I'm processing very large amounts of data, stored in a dictionary, using multiprocessing. Basically all I'm doing is loading some signatures, stored in a dictionary, building a shared dict object out of it (getting the 'proxy' object returned by Manager.dict() ) and passing this proxy as argument to the function that has to be executed in multiprocessing.
Just to clarify:
signatures = dict()
load_signatures(signatures)
[...]
manager = Manager()
signaturesProxy = manager.dict(signatures)
[...]
result = pool.map ( myfunction , [ signaturesProxy ]*NUM_CORES )
Now, everything works perfectly if signatures is less than 2 million entries or so. Anyways, I have to process a dictionary with 5.8M keys (pickling signatures in binary format generates a 4.8 GB file). In this case, the process dies during the creation of the proxy object:
Traceback (most recent call last):
File "matrix.py", line 617, in
signaturesProxy = manager.dict(signatures)
File "/usr/lib/python2.6/multiprocessing/managers.py", line 634, in temp
token, exp = self._create(typeid, *args, **kwds)
File "/usr/lib/python2.6/multiprocessing/managers.py", line 534, in _create
id, exposed = dispatch(conn, None, 'create', (typeid,)+args, kwds)
File "/usr/lib/python2.6/multiprocessing/managers.py", line 79, in dispatch
raise convert_to_error(kind, result)
multiprocessing.managers.RemoteError:
---------------------------------------------------------------------------
Traceback (most recent call last):
File "/usr/lib/python2.6/multiprocessing/managers.py", line 173, in handle_request
request = c.recv()
EOFError
---------------------------------------------------------------------------
I know the data structure is huge but I'm working on a machine equipped w/ 32GB of RAM, and running top I see that the process, after loading the signatures, occupies 7GB of RAM. It then starts building the proxy object and the RAM usage goes up to ~17GB of RAM but never gets close to 32. At this point, the RAM usage starts diminishing quickly and the process terminates with the above error. So I guess this is not due to an out-of-memory error...
Any idea or suggestion?
Thank you,
Davide
解决方案
If the dictionaries are read-only, you don't need proxy objects in most operating systems.

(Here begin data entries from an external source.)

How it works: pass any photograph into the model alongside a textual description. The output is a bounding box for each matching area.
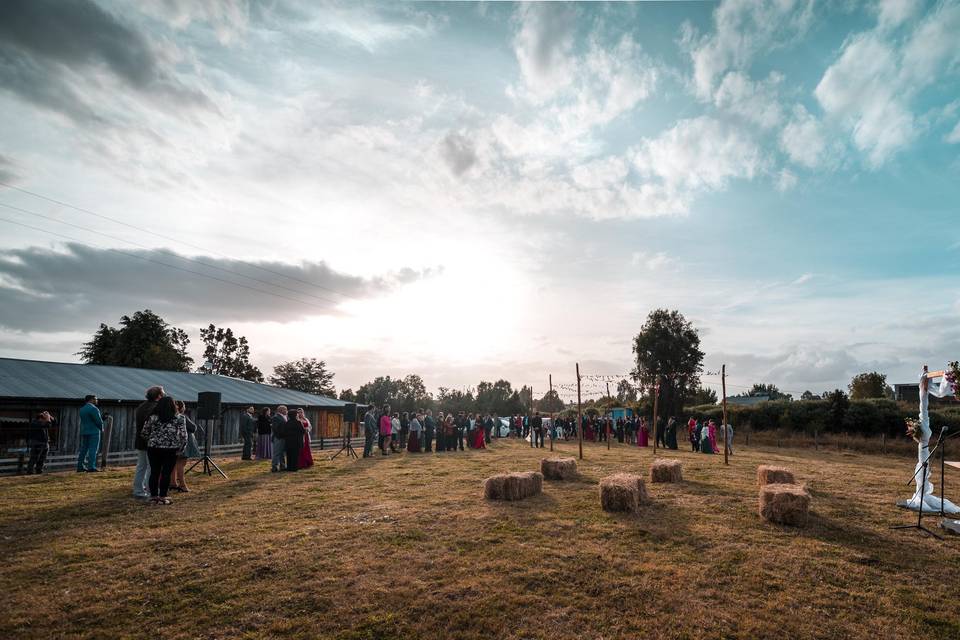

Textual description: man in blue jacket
[77,395,103,472]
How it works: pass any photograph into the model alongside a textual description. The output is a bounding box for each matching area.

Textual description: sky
[0,0,959,401]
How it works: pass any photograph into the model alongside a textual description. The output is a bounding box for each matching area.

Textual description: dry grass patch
[1,439,959,639]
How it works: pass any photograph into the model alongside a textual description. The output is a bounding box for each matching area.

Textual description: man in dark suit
[456,411,467,451]
[271,405,288,472]
[284,407,302,471]
[422,409,435,453]
[362,405,377,458]
[532,412,544,448]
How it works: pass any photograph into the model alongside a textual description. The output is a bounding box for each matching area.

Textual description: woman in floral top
[141,396,187,505]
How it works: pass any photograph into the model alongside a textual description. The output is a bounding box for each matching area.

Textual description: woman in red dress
[639,417,649,447]
[471,417,486,449]
[296,408,314,469]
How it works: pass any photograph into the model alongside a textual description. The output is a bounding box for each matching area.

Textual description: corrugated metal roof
[0,357,346,408]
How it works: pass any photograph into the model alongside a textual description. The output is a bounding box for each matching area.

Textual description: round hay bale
[541,457,578,480]
[757,465,795,486]
[484,471,543,501]
[650,459,683,483]
[759,483,810,526]
[599,473,648,512]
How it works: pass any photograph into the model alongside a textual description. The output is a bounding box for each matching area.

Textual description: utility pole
[606,381,611,450]
[722,364,729,465]
[549,374,554,452]
[652,377,660,455]
[576,363,583,460]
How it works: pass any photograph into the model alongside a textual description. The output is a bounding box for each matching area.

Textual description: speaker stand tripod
[330,420,358,460]
[186,418,229,479]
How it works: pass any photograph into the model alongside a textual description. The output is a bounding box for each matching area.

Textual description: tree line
[77,310,335,395]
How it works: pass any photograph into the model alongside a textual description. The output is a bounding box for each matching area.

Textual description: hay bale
[599,473,649,512]
[541,457,578,480]
[759,483,810,526]
[650,459,683,483]
[757,465,795,486]
[483,471,543,501]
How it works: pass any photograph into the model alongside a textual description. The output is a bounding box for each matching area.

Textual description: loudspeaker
[197,391,222,420]
[343,402,357,423]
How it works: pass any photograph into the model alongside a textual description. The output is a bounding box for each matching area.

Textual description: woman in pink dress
[708,420,719,454]
[639,417,649,447]
[297,408,314,469]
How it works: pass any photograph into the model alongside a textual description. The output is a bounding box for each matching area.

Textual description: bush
[681,398,960,440]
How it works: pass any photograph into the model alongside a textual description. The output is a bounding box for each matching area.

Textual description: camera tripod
[186,419,228,479]
[329,419,358,460]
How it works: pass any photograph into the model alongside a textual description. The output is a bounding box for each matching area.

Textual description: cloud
[630,251,676,271]
[948,120,960,144]
[0,0,214,114]
[0,154,19,184]
[776,169,798,192]
[439,132,478,176]
[304,3,440,52]
[713,71,784,129]
[875,0,923,30]
[140,0,250,45]
[815,1,960,167]
[511,3,578,102]
[0,243,435,332]
[684,0,814,100]
[633,116,767,193]
[780,104,828,168]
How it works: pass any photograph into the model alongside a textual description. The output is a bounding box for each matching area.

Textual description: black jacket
[28,418,51,444]
[134,400,157,450]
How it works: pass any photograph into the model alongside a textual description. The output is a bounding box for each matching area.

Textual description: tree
[687,385,718,406]
[631,309,704,419]
[519,385,534,412]
[825,389,849,432]
[476,380,522,415]
[737,383,792,401]
[78,309,193,371]
[616,379,637,404]
[848,371,888,400]
[198,324,263,382]
[800,390,817,401]
[537,389,565,413]
[396,374,433,412]
[339,388,356,402]
[269,358,336,396]
[436,387,476,414]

Just load the dictionaries before starting the workers, and put them somewhere they'll be reachable; the simplest place is globally to a module. They'll be readable from the workers.
from multiprocessing import Pool
buf = ""
def f(x):
buf.find("x")
return 0
if __name__ == '__main__':
buf = "a" * 1024 * 1024 * 1024
pool = Pool(processes=1)
result = pool.apply_async(f, [10])
print result.get(timeout=5)
This only uses 1GB of memory combined, not 1GB for each process, because any modern OS will make a copy-on-write shadow of the data created before the fork. Just remember that changes to the data won't be seen by other workers, and memory will, of course, be allocated for any data you change.
It will use some memory: the page of each object containing the reference count will be modified, so it'll be allocated. Whether this matters depends on the data.
This will work on any OS that implements ordinary forking. It won't work on Windows; its (crippled) process model requires relaunching the entire process for each worker, so it's not very good at sharing data.